When at last he gently took the jewel from its rocky bed, he carried it straightaway to the cave wherein lay his workshop and his treasure-hoard. Indifferently, he shattered a diamond of incalculable worth and fashioned from its fragments tools with which he might carve and shape the gem which he had found.

For decades, by the light of smoky torches, Ghwerig patiently carved and polished, muttering all the while the spells and incantations which would infuse this priceless gem with all the power for good or ill of the Troll-Gods. When at last the carving was done, the gem was in the shape of a rose of deepest sapphire blue. And he named it Bhelliom, the flower-gem, and he believed that by its might all things might be possible for him.

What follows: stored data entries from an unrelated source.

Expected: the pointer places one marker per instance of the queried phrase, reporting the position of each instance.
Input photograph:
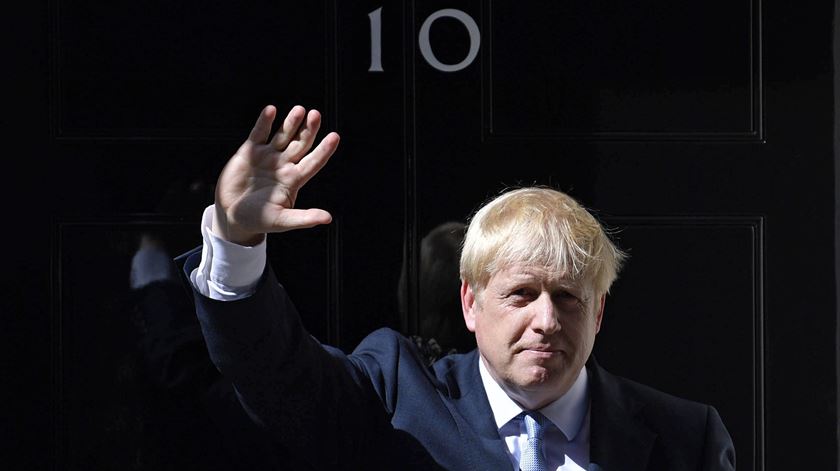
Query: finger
(290, 219)
(262, 128)
(290, 127)
(305, 137)
(315, 161)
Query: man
(535, 269)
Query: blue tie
(532, 456)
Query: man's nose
(545, 315)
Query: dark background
(703, 132)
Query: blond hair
(539, 226)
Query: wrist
(230, 233)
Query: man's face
(534, 330)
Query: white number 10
(423, 37)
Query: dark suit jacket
(382, 408)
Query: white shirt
(566, 443)
(230, 271)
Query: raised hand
(257, 189)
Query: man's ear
(599, 316)
(468, 305)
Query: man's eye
(521, 293)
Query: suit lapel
(619, 440)
(474, 416)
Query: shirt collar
(566, 412)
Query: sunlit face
(534, 330)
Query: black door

But though Bhelliom was filled with all the power of the Troll-Gods, it would not yield up that power unto its misshapen and ugly owner, and Ghwerig pounded his fists in rage upon the stone floor of his cavern. He consulted with his Gods and made offerings to them of heavy gold and bright silver, and his Gods revealed to him that there must be a key to unlock the power of Bhelliom, lest its might be unleashed by the whim of any who came upon it. Then the Troll-Gods told Ghwerig what he must do to gain mastery over the gem which he had wrought. Taking the shards which had fallen unnoticed in the dust about his feet as he had laboured to shape the sapphire rose, he fashioned a pair of rings. Of finest gold were the rings, and each was mounted with a polished oval fragment of Bhelliom itself. When it was done, he placed the rings one on each of his hands and then lifted the sapphire rose. The deep, glowing blue of the stones mounted in his rings fled back into Bhelliom itself, and the jewels that adorned his twisted hands were now as pale as diamond. And as he held the flower-gem, he felt the surge of its power, and he rejoiced in the knowledge that the jewel he had wrought had consented to yield to him.